2. About health safety:
– Starting the initial fire and putting out the fire after cooking, both produce black smoke and smell because the temperature in the kitchen is not high enough to ignite the oil vapors.
– The input fuel composition is not uniform due to collection from many sources, industrial waste oils contain many toxic impurities.
– The wind pressure caused by the slug fan of several tens of W is not enough to disperse the oil droplets, so the burning takes place incompletely and the oil vapor will stick to the pot as well as the food when cooking.

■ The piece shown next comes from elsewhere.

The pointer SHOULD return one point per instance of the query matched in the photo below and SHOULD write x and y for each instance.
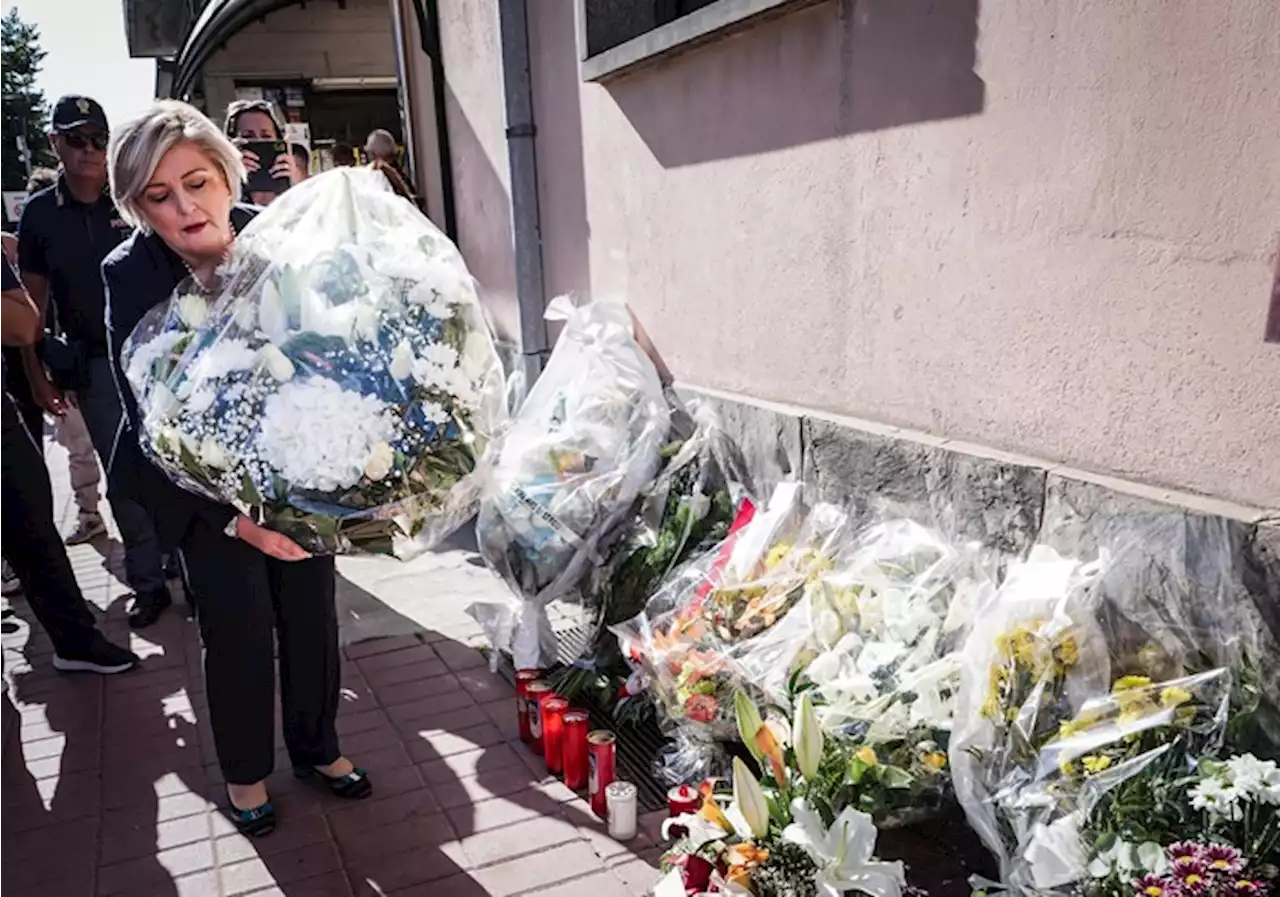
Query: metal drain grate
(636, 746)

No one knows what impact the use of this waste oil stove will have on human health in the long run.
– There has not been any certificate or analysis of the exhaust gas composition of the stove to confirm that this stove is “non-toxic”. If only based on “no smoke, no smell” and concluded that it is not toxic, it is dangerous, because CO gas (born when burning honeycomb charcoal) is also odorless but its consequences for With human health and life, everyone understands.
3. Regarding fire safety:
– The stove uses liquid fuel and produces petrochemicals, but the structure of the stove does not have any safety mechanism to prevent fire or explosion or fuel leakage. Therefore, the use of waste oil stoves has many potential risks of unsafe fire prevention and fighting.
In the following article, we will compare the difference between cooking a gas stove and a waste oil stove with a difference of up to 10 times as advertised!